Generally speaking, companies have little control over indirect, national tax policies, and when they will occur. Policies are often unpredictable and, at times, inconsistent – regularly being postponed, delayed, or escalated at a moment’s notice.
Of course, the COVID-19 crisis has made fiscal policy-making somewhat volatile. In the past few months, we have seen delays in significant legislative and fiscal changes, from Vietnam to India to Italy. Actual economic circumstances will always influence fiscal legislation, and while companies worrying about compliance management is no secret, recent research brings a painful issue to the fore.

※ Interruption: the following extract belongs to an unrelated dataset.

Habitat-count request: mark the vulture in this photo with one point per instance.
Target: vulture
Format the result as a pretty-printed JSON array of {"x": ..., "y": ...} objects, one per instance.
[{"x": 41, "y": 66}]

VAT Global, a global leader in outsourced international VAT and tax solutions, researched companies’ approaches and responses to the issue. Their findings were striking. For example, responses indicated that nearly half of companies (46%) in Europe do not feel confident about their capability to comply with specific national regulations (Italy’s SDI, Spain’s FACE, France’s Chorus Pro, etc.). For countries moving towards e-invoice standardisation – Germany, Italy, and the UK being good examples – tax regulation was previously proved to be one of their biggest headaches – and needed a solution urgently.
How did we get here?
We know European countries are not deciding to pursue e-invoicing regulation spontaneously. This reflects a trend that picked up steam initially in Latin America, in countries like Mexico. In fact, some of the new European regulations being discussed are markedly similar to examples like Mexico’s. The reason? – simply put, they worked very well.
Beginning in 2004 – Mexico mandated for e-invoicing use gradually over ten years, and expansion was fast. Highlighted by the figures gathered in the SAT 2017 (Tax administration service) between 2011 – 2017, the volume of digital invoices issued increased from 1.7 billion to 6.5 billion.
One of the critical elements of the Mexican models’ success – and perhaps a reason for the lack of confidence amongst European countries – are the focused and direct strides towards standardisation of e-invoicing that Mexico made. Several other countries have deliberated overusing or directly featured this ‘scaling-up’ process in their approach. In short, e-invoicing is unlikely to slow down or stay limited to B2G transactions because it has been so effective. The scope is inevitably going to increase because the digital transition provides visibility of cash flow within their borders much better than before.
Fail to Prepare
A reluctance to act has only worsened the issue in Europe. Take the UK’s ‘Making Tax Digital for Business’ initiative for an example – as VAT Global CEO, Gareth Kobrin explained;
“(UK) Companies don’t have the right measures in place to comply with …it’s even trickier for exporters to nations with more specific rulings…furthermore, many firms are making life more difficult by seemingly not making the most effective use of the limited resources they have made available to the function.”
There’s proof in their research too.
Businesses are showing reluctance to invest in tools – 51% of respondents expecting no investment in internal VAT functions this year.
More worryingly, of the 49% that did expect to invest in VAT functions in 2020, less than half (44%) anticipated investment in technology, despite the increasing necessity for technology in compliance management.
This highlights a frustrating reality – digital tax services like online portals are considered one of the easiest ways to handle tax (43% agree). Despite that, the majority choose to do nothing about it (86%). Will adoption only pick up when companies begin to feel the sting of failing to meet regulation? It shouldn’t have to be the case.
The results of this research point to a clear challenge for businesses – the combination of knowing the need for better monitoring and addressing of new changes, while remaining hesitant of acting, before regulatory changes hit them.
Closing tax gaps and fighting fraud are issues not particularly pressing in the UK. Equally, Brexit’s immense logistical and operational impact would delay any major changes in tax systems in the UK – the UK’s ‘MTDfB’ (Make tax digital for businesses) initiative was just delayed, for example.
However, the eventual absence of all EU regulations in the UK opens the door for future British tax overhauls in the near future. It’s fair to say that very few countries are ‘safe’ or ‘unlikely’ not to need to address an issue like this.
It reinforces what many already think. VAT regulation is a problem that isn’t going away. Many companies aren’t addressing it, and – until it really is on the metaphorical doorstep – most global companies will be temporarily satisfied to stick to tried-and-tested methods. However, in light of the many last-minute changes and delays – only the businesses who are already digitally-capable will find the migration easy. For those who aren’t, those sudden changes will be costly and complex issues to solve.
Secondly, it reveals the internal issues that are causing this delay in adoption. Lack of confidence, both in monitoring the changing landscape and leveraging tools to manage their indirect tax risks are major contributors to this problem. Therefore, addressing the whole spectrum of managing a regulatory change through to execution is fundamental.
The future of VAT regulation is very uncertain. However, we can confidently predict that businesses are going to be under pressure to act as regulation continues to develop in complexity. Not just because their everyday operations rely on a responsive approach to country compliance, but because standardising your internal payment practices demands a totally digital solution.